To move forward, both sides need to stop comparing their pay packages and begin proving their worth to a new opera public. Met management should pursue greater transparency in its nonprofit filings; the public deserves to see a line-by-line itemization of expenses for each new production and each star singer, as well as an explanation of where the money will come from to pay for it all. At the same time, the unions should explain why their meters click for everything from rehearsal time to costume changes, and open the door for workers of similar talents willing to do some jobs for less.
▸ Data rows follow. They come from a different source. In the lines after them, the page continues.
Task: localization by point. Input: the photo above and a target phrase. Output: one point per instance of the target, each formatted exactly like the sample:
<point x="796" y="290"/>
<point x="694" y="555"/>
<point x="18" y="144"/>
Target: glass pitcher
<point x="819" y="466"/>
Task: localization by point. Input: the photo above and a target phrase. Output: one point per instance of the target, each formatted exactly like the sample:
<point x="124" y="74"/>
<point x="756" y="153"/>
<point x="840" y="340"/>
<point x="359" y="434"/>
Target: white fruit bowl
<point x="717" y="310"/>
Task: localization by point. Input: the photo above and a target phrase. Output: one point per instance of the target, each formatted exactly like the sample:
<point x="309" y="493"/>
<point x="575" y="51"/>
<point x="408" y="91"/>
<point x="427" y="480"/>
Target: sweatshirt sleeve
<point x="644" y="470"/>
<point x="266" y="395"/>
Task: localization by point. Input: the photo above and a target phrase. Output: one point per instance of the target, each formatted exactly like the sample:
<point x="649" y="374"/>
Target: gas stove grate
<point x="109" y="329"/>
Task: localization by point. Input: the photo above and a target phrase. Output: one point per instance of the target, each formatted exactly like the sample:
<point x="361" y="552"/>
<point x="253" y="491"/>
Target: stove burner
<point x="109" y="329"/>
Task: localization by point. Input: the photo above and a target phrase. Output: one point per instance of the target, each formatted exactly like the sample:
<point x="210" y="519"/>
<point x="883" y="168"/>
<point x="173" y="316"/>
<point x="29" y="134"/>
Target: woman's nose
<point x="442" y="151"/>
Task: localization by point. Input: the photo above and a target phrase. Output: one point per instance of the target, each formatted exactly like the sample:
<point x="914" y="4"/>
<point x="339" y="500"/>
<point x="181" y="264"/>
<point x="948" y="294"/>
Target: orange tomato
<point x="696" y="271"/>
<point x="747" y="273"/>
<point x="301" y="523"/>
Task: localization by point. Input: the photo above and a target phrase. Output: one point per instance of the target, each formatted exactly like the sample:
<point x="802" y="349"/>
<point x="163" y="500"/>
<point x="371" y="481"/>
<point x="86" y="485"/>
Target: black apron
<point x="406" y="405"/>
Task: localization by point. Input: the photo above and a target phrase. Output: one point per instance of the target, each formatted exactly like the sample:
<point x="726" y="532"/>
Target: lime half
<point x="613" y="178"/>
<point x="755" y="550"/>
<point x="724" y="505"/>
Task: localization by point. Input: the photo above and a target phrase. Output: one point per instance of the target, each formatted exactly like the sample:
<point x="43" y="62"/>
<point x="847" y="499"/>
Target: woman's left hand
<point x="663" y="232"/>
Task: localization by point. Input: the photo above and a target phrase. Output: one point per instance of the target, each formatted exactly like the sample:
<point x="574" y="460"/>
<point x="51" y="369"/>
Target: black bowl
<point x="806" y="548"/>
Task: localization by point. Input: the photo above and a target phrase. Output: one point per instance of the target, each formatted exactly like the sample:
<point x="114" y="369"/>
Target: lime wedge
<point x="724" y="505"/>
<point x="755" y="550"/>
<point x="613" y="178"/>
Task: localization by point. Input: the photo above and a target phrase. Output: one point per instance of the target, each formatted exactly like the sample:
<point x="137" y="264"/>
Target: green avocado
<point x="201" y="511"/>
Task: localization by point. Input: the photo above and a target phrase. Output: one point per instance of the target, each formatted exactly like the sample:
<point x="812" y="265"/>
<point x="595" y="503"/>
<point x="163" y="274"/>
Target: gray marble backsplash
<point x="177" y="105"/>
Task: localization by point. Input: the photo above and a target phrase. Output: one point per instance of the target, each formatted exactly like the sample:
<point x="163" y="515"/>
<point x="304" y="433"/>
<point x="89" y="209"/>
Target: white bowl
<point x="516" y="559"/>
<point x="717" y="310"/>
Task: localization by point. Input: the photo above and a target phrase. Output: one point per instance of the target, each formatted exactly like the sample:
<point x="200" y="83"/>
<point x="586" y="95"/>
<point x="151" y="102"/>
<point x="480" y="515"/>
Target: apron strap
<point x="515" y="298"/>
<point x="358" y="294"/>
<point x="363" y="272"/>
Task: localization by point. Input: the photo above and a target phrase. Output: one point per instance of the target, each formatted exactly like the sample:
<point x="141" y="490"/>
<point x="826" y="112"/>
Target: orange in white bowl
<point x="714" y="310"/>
In the last few years, major arts organizations such as the New York City Opera have gone bankrupt; others, like the San Diego Opera, have verged on the brink of insolvency, and labor walkouts have silenced performances from Minnesota to Carnegie Hall. In most of these cases, management and labor have both been part of the problem. The losers are opera lovers and a future generation of supporters, increasingly treated with contempt. Joseph Volpe, Gelb’s predecessor and a seasoned negotiator whom management has kept out of current talks, pointed this out years ago, during an earlier round of strife at the opera house. “The most serious side effect” of a breakdown backstage is the crucial financial support of rank-and-file donors, Volpe wrote in his 2006 memoir, The Toughest Show on Earth: My Rise and Reign at the Metropolitan Opera. “[They were] turned off by all the bloodletting,” he added. “Opera is habit forming, but once the habit is broken, it’s easily kicked.”